It's that time of the month again when Microsoft performs house cleaning tasks by stabilizing services and squashing bugs. That's right folks, it's time for September Patch Tuesday. This month, Microsoft has issued 80 security fixes that spread across 15 services.
According to the company, 17 of those fixes solve critical issues. Indeed, two of the vulnerabilities dealt with this Patch Tuesday are zero-day bugs. These are essentially flaws that are already exploited in the wild.
First up out of those zero-day vulnerabilities is CVE-2019-1214. This is an escalation of privilege (EoP) bug located in the Windows Common Log File System (CLFS) driver. CVE-2019-1215 is also an EoP exploit that has been troubling ws2ifsl.sys (Winsock) service.
Microsoft has not explained how the two bugs were exploited. However, the company credited a security researcher from Qihoo 360 Vulcan Team for disclosing the bug.
Remote Desktop Flaws
In recent months, we have become used to vulnerabilities in the Remote Desktop protocol. Microsoft has been patching issues for some time. For September Patch Tuesday, the company has shored up two vulnerabilities, CVE-2019-1290 and CVE-2019-1291.

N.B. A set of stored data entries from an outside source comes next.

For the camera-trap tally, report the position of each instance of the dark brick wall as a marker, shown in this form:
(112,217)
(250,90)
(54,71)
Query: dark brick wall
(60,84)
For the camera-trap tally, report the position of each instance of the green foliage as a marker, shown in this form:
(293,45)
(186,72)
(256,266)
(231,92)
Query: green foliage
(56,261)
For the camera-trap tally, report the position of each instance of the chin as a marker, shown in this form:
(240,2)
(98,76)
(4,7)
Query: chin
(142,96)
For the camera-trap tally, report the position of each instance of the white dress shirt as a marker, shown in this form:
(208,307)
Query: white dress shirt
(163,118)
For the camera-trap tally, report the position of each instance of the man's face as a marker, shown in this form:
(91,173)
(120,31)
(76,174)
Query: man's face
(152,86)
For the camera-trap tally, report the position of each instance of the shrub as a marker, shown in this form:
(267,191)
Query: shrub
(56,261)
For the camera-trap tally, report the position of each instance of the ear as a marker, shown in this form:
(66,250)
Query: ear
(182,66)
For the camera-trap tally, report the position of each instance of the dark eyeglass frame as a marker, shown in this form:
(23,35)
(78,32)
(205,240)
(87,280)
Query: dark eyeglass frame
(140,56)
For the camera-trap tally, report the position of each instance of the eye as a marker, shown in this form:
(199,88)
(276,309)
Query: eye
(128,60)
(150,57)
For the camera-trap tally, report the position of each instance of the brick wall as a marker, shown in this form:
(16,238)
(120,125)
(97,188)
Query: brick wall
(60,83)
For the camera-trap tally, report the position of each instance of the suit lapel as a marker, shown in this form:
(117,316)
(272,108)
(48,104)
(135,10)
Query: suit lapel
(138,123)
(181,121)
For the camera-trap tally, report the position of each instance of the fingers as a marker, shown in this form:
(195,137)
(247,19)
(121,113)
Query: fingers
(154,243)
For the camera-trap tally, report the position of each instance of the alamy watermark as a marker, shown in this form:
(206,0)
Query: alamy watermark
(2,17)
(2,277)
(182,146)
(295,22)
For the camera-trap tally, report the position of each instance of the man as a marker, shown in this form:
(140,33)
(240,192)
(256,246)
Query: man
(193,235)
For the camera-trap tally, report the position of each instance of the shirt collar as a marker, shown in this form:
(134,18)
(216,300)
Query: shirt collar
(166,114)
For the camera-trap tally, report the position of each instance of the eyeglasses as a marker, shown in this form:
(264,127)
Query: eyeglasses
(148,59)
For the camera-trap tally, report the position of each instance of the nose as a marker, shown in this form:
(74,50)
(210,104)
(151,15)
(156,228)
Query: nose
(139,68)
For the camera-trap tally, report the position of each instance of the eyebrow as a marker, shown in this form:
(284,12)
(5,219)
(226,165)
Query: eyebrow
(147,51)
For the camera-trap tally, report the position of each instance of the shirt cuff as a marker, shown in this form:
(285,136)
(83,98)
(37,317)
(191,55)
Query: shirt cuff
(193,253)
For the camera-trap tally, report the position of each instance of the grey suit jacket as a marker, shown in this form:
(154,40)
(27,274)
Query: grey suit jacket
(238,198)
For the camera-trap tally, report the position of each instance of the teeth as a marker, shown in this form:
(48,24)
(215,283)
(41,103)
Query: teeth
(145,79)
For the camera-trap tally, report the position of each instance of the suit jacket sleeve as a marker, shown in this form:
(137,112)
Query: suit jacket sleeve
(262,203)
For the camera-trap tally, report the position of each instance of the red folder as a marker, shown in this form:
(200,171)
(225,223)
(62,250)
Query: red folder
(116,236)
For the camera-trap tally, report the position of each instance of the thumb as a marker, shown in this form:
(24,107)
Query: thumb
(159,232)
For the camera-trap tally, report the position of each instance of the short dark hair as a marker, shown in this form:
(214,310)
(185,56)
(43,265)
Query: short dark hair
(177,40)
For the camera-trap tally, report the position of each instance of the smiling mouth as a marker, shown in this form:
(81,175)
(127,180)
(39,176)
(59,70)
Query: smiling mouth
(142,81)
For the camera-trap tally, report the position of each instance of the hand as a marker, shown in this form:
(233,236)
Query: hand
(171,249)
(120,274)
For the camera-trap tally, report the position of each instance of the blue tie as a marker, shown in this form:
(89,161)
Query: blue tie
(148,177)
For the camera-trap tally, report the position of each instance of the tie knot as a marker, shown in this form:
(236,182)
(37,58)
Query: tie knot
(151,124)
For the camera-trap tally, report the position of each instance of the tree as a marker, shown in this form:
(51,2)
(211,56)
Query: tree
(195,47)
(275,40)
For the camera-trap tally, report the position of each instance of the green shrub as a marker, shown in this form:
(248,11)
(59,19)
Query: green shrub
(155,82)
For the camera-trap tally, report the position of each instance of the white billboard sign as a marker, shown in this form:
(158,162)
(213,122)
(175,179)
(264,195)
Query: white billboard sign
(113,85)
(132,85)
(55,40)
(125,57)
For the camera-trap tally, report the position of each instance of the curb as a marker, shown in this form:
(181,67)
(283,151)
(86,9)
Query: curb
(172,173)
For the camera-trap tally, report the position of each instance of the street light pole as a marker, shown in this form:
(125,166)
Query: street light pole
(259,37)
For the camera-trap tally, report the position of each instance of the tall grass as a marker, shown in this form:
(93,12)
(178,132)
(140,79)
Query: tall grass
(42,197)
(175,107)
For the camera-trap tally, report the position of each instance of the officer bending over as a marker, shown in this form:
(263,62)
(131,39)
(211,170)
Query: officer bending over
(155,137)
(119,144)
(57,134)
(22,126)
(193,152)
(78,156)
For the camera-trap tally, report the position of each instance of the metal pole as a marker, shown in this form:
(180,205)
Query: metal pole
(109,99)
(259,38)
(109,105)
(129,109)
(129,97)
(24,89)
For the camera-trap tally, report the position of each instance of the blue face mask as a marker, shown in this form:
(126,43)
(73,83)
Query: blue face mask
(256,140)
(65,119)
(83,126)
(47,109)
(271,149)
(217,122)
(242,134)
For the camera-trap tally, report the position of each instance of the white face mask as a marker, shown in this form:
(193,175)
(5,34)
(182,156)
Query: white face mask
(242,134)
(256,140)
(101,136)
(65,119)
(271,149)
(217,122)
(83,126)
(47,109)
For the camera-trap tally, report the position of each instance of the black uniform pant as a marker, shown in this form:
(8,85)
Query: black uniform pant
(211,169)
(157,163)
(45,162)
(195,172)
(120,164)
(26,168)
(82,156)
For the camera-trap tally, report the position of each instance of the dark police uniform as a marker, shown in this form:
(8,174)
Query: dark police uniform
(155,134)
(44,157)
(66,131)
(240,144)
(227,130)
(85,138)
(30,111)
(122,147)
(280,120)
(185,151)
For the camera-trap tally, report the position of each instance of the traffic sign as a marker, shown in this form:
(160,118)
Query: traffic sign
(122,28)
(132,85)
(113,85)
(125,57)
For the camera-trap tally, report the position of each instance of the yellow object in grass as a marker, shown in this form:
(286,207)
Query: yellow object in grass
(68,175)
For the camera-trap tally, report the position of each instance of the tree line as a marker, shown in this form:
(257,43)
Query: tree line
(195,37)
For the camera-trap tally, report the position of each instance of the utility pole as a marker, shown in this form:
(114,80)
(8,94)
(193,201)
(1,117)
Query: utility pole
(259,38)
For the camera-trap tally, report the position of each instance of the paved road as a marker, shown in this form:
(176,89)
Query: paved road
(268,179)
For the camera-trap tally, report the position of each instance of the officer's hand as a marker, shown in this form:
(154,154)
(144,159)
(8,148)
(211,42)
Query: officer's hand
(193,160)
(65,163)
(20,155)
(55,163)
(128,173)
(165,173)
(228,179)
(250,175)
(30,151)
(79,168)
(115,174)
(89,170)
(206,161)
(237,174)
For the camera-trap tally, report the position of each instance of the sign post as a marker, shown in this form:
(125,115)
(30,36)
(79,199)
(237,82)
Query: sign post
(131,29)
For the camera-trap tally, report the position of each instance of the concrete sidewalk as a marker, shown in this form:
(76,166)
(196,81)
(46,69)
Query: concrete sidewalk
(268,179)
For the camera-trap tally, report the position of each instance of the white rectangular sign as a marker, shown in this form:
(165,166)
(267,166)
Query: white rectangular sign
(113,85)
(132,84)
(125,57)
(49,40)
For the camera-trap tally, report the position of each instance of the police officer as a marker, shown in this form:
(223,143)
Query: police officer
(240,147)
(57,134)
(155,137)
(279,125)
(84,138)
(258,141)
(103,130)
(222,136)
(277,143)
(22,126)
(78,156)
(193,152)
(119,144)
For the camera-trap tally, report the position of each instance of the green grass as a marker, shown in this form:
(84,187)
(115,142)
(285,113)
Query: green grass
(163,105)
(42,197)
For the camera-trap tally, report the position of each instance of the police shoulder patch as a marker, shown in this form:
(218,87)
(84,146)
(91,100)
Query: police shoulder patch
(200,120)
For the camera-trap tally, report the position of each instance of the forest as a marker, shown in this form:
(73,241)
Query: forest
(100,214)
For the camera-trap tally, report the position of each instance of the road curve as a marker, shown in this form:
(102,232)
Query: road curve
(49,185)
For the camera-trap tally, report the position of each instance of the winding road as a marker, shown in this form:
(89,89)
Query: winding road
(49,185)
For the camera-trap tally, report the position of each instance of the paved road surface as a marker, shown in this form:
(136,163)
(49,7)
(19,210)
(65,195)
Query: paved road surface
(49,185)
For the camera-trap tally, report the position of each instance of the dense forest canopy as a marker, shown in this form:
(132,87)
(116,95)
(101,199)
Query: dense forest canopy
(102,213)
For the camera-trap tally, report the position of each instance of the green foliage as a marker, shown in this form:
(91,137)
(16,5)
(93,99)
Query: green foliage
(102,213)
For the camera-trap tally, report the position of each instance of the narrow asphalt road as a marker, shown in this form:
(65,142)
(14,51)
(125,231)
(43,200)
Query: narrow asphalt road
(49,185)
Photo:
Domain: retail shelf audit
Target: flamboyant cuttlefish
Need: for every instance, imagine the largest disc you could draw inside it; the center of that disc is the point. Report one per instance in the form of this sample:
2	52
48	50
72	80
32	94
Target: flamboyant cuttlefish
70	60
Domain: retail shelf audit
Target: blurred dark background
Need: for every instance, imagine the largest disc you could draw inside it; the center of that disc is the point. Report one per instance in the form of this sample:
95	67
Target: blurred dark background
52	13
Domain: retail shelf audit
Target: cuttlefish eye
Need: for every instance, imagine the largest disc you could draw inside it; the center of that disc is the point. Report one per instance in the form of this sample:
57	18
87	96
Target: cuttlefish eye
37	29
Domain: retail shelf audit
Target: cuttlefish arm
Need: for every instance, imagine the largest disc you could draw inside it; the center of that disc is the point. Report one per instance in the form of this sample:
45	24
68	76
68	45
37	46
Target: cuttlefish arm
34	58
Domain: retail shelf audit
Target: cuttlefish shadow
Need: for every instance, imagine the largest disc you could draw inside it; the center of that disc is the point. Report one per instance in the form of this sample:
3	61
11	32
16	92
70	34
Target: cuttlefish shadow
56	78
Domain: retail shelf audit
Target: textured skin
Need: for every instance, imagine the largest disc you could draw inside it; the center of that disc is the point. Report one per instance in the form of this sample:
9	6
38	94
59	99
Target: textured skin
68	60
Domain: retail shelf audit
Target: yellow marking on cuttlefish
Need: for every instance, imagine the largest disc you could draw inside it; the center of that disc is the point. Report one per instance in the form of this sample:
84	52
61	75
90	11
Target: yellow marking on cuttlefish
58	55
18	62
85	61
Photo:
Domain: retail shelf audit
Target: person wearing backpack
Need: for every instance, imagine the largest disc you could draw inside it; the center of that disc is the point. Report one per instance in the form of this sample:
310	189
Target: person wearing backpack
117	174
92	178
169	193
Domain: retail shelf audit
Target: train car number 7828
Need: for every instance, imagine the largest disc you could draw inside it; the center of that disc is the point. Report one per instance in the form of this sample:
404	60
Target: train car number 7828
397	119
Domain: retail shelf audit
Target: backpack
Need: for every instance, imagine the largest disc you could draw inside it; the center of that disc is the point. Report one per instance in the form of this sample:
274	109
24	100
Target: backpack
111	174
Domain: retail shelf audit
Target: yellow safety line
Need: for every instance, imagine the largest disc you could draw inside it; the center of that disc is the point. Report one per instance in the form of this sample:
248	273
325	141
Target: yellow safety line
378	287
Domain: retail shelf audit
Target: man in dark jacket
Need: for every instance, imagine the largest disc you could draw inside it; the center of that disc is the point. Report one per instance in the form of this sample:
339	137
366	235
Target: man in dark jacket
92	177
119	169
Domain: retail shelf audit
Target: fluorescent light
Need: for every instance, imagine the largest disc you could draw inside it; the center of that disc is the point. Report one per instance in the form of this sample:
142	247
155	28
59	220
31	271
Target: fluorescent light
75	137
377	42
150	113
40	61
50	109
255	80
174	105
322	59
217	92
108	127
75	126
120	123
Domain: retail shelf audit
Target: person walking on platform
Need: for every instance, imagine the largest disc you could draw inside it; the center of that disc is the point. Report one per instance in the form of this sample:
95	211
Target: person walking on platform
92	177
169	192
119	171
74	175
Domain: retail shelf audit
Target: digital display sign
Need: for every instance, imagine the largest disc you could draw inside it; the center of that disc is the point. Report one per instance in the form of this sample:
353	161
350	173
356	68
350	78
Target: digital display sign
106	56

Both of these issues were found by internal engineers. As Microsoft has not issued a warning, we guess these flaws are not wormable or remotely executed, like the worrying BlueKeep vulnerability. Speaking of BlueKeep, yesterday a working exploit for the flaw was released as open source.
Of course, vendors who use Microsoft platforms have embraced the Patch Tuesday idea. For example, Adobe and SAP have both released patches for their services this week.
As for Microsoft's patches, you can find all details and fixes on Microsoft's official Security Update Guide portal.